Andy Rooney on Sales Leads
James Obermayer, Executive Director and CEO of the Sales Lead Management Association and President of Sales Leakage Consulting is a regular guest blogger with ViewPoint.
Andy Rooney, probably the best known commentator of his time, who at 92 years passed too soon on November 4th, said, “I've learned ... that opportunities are never lost; someone will take the ones you miss.” How did Andy know so much about sales, marketing and sales leads?
I think what Andy meant for us is that if your salespeople don’t follow-up on a sales inquiry (not to mention qualified leads), the opportunity will default to your competitor who does follow-up. You lose a prospect, a customer and the sale and your competitor wins. Fortunately, follow-up activities can begin (and even sometimes end) with marketing automation programs. But the majority of the opportunities, especially in B2B still need a salesperson to show up to get the business.
Marketing spends intellectual capital and the company’s treasure to find prospects. Yet research says that 75-90% of the opportunities for the majority of companies are lost and we all know why. Marketing departments complain about no follow-up or feedback. They whine about salespeople and their habits and nevertheless marketing often fails to provide the leadership which requires a marketing automation program and a good relationship with sales and sales management.
Now I’ve done it. I’m giving away the secret.
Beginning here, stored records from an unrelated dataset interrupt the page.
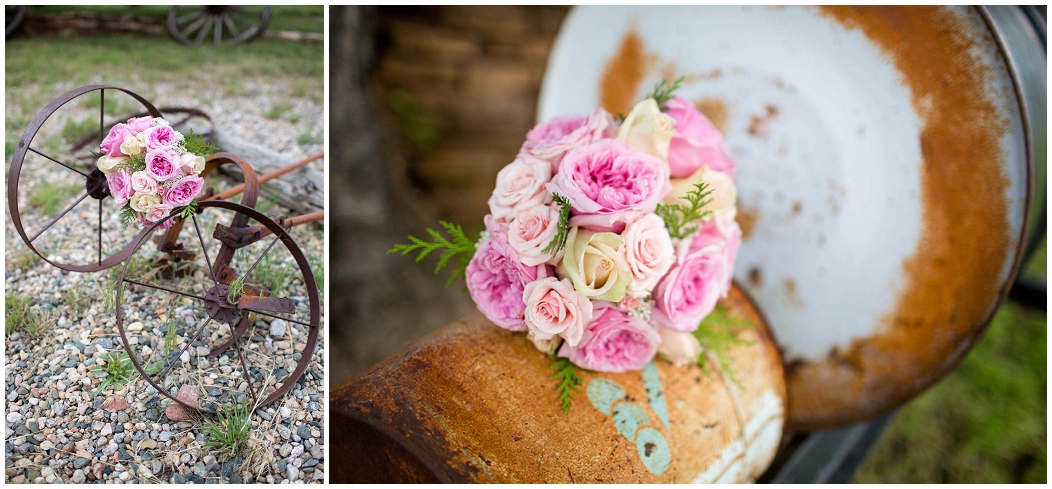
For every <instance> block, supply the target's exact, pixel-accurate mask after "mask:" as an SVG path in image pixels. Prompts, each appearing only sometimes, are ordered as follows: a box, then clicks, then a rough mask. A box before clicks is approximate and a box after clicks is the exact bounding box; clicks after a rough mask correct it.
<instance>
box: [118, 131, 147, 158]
mask: <svg viewBox="0 0 1052 489" xmlns="http://www.w3.org/2000/svg"><path fill="white" fill-rule="evenodd" d="M145 150H146V146H145V145H144V144H142V142H140V141H139V140H138V139H136V137H135V136H131V135H127V136H125V137H124V142H123V143H121V152H123V154H125V155H127V156H133V157H134V156H139V155H142V154H143V151H145Z"/></svg>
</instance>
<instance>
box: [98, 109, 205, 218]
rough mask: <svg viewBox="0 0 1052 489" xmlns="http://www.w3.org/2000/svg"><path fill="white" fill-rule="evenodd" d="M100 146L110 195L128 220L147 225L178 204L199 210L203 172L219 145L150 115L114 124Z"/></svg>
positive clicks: (193, 131) (160, 119) (189, 209)
mask: <svg viewBox="0 0 1052 489" xmlns="http://www.w3.org/2000/svg"><path fill="white" fill-rule="evenodd" d="M99 147H100V149H101V152H95V156H97V157H98V158H99V161H98V163H97V165H98V168H99V169H100V170H101V171H102V172H103V174H105V175H106V183H107V184H108V186H109V195H110V196H113V197H114V199H116V201H117V203H118V204H121V205H122V207H121V210H120V212H121V219H122V220H123V221H124V225H125V226H128V225H131V224H134V223H136V224H139V225H140V226H143V227H149V226H153V225H154V224H155V223H157V222H158V221H160V220H162V219H164V218H165V217H167V216H168V215H169V213H170V212H171V211H173V210H176V209H180V208H181V209H182V210H183V211H184V213H188V212H193V209H194V207H193V203H194V200H195V199H196V198H197V197H198V195H199V193H200V192H201V189H202V187H204V179H202V178H201V177H199V176H198V175H199V174H200V172H201V171H202V170H204V163H205V162H204V159H205V157H206V156H208V155H211V154H213V152H215V151H216V150H218V148H217V147H215V146H213V145H210V144H208V143H207V142H205V141H204V139H203V138H201V137H200V136H197V135H195V134H194V131H193V130H190V131H189V134H188V135H187V136H185V137H184V136H183V135H182V134H181V133H179V131H178V130H176V129H174V128H173V127H171V126H170V125H168V122H167V121H165V120H164V119H161V118H154V117H149V116H146V117H139V118H133V119H128V121H127V123H126V124H124V123H119V124H116V125H114V127H113V128H110V129H109V134H108V135H107V136H106V137H105V139H103V140H102V144H100V145H99ZM173 222H174V221H173V220H168V221H165V222H164V224H162V225H161V227H164V228H166V227H170V226H171V223H173Z"/></svg>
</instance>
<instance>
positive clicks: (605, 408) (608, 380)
mask: <svg viewBox="0 0 1052 489" xmlns="http://www.w3.org/2000/svg"><path fill="white" fill-rule="evenodd" d="M587 391H588V401H591V403H592V406H595V409H599V411H600V412H602V413H603V414H610V406H613V403H616V402H618V401H621V400H623V399H625V396H626V395H628V393H626V392H625V389H623V388H621V386H620V385H618V383H616V382H613V381H611V380H608V379H595V380H594V381H591V382H589V383H588V389H587ZM633 434H634V433H633ZM629 440H631V439H629Z"/></svg>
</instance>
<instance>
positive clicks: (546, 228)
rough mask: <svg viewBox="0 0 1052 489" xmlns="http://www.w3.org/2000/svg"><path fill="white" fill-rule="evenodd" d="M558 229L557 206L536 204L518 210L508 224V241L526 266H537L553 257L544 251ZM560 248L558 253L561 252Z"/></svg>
mask: <svg viewBox="0 0 1052 489" xmlns="http://www.w3.org/2000/svg"><path fill="white" fill-rule="evenodd" d="M558 230H559V206H555V205H550V204H549V205H537V206H533V207H530V208H528V209H525V210H523V211H521V212H519V213H518V215H517V216H515V218H514V219H512V220H511V224H510V225H508V243H509V244H510V245H511V247H512V248H513V249H514V250H515V252H518V253H519V261H520V262H522V263H523V265H526V266H538V265H540V264H542V263H546V262H548V261H549V260H551V259H552V258H553V257H552V256H551V254H549V253H546V252H544V249H545V248H547V247H548V245H549V244H550V243H551V240H553V239H554V238H555V233H557V231H558ZM562 252H563V251H562V250H560V251H559V253H557V257H554V258H557V259H558V258H559V257H558V254H560V253H562Z"/></svg>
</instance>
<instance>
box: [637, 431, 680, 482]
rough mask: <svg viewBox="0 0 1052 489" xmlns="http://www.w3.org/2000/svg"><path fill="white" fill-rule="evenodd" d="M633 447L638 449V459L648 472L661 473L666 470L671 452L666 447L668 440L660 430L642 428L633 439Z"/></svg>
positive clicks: (661, 473)
mask: <svg viewBox="0 0 1052 489" xmlns="http://www.w3.org/2000/svg"><path fill="white" fill-rule="evenodd" d="M635 449H636V450H639V452H640V459H641V460H642V461H643V465H644V466H646V468H647V470H649V471H650V473H652V474H654V475H661V474H663V473H665V471H666V470H668V464H669V463H670V462H671V461H672V453H671V452H670V451H669V449H668V442H666V441H665V436H664V435H663V434H661V432H660V431H658V430H655V429H653V428H643V429H642V430H641V431H640V435H639V436H638V437H636V440H635Z"/></svg>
The best marketers count on their competitive counterparts to install a CRM system without rules or discipline, skip a marketing automation process and have no relationship with their sales counterparts. It is these failures which allow those with a CRM that has rules and discipline, a marketing automation system to create an on-going conversation and sales and marketing working as a team that beats the crap out of their competitors.
The formula for winning is easy. Just don’t pass up an opportunity when it presents itself.
It’s amazing how Andy hit the mark for us and so many others. We’ll miss you Andy, but your writing, questions and grumblings brightened our days. And for those who make the effort his many books read as fresh as when he wrote them. He was a master of universal truths. And all he wanted to be known as is a Writer. Maybe with a capital W in his case.